La branche de Samsung chargée du développement des puces aurait laissé Claude Code consulter ses travaux les plus confidentiels. Un contrôle censé demander plus d’un mois se serait achevé après seulement deux jours. L’outil d’Anthropic aurait néanmoins parfois dépassé le cadre fixé par les instructions.

Développer un processeur impose principalement une longue succession de vérifications. Le personnel mobilisé passe plusieurs semaines à contrôler la réaction attendue de chaque circuit, longtemps avant leur départ vers la gravure. Samsung revoit depuis plusieurs mois sa feuille de route pour ses puces mobiles conçues en interne. Ses concurrents disposent de beaucoup plus de personnel, ce qui oblige Samsung à accélérer dès qu’il le peut. L’IA arrive maintenant jusque dans les environnements stériles. Elle peut faire gagner beaucoup de temps, tout en augmentant les dangers.

System LSI prend en charge la conception de ces processeurs. Cette branche a notamment créé l’Exynos 2600 présent dans certains Galaxy S26. Environ 6 000 personnes y travaillent, tandis que Qualcomm, son principal concurrent sur ce marché, en emploie une cinquantaine de milliers. Le rapport reste très déséquilibré. Pour suivre la cadence avec dix fois moins d’ingénieurs, System LSI aurait proposé Claude Code à ses développeurs dès mai. Son utilisation se serait par la suite étendue au contrôle des circuits.

D’après le quotidien économique Chosun Biz, Samsung aurait achevé en deux jours l’examen d’un système sur puce conçu pour un client. Les équipes ne prévoyaient aucun résultat avant un mois.
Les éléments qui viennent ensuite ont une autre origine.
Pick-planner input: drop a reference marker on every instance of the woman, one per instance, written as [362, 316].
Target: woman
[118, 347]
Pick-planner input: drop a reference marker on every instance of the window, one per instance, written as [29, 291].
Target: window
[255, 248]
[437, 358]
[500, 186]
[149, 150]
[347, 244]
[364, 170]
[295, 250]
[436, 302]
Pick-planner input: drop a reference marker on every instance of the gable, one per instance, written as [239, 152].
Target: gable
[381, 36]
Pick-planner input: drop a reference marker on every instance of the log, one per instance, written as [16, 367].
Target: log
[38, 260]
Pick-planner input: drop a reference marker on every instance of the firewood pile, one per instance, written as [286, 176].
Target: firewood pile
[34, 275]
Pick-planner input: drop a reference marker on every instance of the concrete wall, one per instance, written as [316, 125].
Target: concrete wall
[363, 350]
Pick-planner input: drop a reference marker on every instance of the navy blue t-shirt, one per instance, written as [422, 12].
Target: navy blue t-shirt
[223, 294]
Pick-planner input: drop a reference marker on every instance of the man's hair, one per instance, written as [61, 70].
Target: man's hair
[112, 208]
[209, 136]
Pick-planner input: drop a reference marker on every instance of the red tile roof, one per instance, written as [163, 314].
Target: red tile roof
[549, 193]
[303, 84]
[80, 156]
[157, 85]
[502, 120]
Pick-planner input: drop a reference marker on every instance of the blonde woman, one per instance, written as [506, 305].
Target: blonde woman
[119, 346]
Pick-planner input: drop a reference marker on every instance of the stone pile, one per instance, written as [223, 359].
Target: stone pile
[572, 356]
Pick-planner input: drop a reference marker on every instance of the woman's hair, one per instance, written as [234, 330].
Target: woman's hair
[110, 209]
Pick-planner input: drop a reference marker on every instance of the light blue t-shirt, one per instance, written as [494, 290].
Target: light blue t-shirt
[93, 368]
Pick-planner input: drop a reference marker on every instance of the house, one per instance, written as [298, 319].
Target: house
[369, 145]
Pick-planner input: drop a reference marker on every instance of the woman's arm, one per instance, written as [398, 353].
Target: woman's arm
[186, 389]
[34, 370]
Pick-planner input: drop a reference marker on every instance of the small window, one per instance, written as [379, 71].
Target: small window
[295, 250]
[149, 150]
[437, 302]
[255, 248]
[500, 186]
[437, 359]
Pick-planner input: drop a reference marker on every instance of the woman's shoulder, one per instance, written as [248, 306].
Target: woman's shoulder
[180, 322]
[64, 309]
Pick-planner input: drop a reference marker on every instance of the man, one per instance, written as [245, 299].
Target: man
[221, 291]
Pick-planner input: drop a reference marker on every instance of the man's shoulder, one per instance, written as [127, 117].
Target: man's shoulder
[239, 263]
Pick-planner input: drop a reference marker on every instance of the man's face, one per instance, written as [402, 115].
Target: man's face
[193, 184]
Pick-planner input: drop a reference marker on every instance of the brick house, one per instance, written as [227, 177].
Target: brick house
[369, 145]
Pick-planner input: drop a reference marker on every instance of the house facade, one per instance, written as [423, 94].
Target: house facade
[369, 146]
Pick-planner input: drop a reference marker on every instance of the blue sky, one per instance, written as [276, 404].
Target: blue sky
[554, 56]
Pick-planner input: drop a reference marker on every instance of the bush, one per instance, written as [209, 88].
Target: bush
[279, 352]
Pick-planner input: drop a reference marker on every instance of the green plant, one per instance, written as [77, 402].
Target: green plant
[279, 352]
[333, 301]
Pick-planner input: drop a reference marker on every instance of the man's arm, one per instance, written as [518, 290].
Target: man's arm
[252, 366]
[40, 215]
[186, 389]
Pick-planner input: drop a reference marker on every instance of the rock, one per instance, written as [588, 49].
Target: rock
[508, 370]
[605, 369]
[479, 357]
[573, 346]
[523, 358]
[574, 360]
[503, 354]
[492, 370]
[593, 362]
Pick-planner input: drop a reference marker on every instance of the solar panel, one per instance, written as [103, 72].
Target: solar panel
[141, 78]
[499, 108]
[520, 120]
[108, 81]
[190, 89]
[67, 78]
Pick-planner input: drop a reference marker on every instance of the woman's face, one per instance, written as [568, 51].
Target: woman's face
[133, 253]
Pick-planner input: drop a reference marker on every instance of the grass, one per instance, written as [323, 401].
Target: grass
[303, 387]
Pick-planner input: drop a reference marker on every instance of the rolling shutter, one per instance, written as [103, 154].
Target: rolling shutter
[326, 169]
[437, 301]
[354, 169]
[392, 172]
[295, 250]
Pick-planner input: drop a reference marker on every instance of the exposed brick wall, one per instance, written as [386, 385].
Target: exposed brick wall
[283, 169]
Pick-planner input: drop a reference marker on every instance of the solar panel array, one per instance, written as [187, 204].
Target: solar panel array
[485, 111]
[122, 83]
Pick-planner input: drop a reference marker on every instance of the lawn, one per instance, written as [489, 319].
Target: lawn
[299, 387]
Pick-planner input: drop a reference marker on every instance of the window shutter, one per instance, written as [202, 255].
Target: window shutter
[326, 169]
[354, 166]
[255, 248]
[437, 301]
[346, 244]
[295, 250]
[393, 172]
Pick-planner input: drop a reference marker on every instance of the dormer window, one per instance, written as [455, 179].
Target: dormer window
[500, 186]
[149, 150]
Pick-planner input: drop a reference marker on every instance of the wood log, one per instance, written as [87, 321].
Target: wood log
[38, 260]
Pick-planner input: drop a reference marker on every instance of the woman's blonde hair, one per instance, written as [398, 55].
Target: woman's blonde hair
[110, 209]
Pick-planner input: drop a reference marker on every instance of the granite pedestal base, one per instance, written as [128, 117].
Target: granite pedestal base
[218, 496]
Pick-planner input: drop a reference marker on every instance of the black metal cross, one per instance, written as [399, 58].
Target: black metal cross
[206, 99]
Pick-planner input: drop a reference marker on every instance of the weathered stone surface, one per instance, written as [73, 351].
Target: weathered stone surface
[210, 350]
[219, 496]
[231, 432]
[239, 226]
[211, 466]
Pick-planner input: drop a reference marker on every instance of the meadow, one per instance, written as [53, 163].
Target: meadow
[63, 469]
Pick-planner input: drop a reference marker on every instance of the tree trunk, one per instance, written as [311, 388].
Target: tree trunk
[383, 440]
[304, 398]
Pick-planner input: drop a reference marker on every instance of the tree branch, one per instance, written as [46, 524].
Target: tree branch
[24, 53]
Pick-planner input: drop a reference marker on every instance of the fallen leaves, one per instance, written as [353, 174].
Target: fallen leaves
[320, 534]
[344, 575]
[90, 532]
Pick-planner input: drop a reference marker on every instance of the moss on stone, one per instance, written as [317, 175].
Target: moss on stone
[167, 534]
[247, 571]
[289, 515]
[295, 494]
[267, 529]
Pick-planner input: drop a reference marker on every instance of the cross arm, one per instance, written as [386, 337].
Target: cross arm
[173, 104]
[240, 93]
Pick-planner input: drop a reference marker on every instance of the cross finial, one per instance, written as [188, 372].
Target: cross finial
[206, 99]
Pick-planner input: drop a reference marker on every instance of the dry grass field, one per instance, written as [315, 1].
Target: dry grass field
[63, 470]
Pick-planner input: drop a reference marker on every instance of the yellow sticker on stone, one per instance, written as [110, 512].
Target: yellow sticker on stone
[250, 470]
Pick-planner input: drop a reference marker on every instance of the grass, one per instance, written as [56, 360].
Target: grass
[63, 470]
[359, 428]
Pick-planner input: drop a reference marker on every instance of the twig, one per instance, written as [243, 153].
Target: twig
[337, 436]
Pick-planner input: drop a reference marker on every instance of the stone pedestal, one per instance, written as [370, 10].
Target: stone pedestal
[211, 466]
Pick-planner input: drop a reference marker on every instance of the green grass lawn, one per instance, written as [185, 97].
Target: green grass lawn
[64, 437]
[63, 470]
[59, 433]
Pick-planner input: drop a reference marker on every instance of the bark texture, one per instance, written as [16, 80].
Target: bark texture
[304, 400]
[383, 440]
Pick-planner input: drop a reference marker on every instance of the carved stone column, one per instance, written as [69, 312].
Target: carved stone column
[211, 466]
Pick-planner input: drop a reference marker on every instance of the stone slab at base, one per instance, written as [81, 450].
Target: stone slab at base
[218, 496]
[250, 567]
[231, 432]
En interne, la productivité serait devenue quinze fois supérieure. Le contrôleur de mémoire manquait encore. Claude Code aurait donc créé un environnement virtuel équipé de blocs temporaires afin de tester les 64 chemins de données du circuit. Un ingénieur en deuxième année aurait fabriqué des modèles USB en une seule journée. Cette opération réclamait auparavant quatre semaines.

Claude Code aurait également franchi les limites fixées pour certaines missions. Sans autorisation, l’agent aurait touché au code d’un circuit. Dans un autre dossier, il aurait annulé des travaux déjà achevés sans aucun rapport avec sa tâche. Ailleurs, un message d’erreur aurait été rétrogradé au lieu d’être réparé. Une puce ne peut plus être reprise après la gravure. Un logiciel peut recevoir un correctif, contrairement au silicium déjà coulé. Chez Samsung, chaque production issue de l’outil serait donc examinée par un ingénieur avant la moindre étape supplémentaire.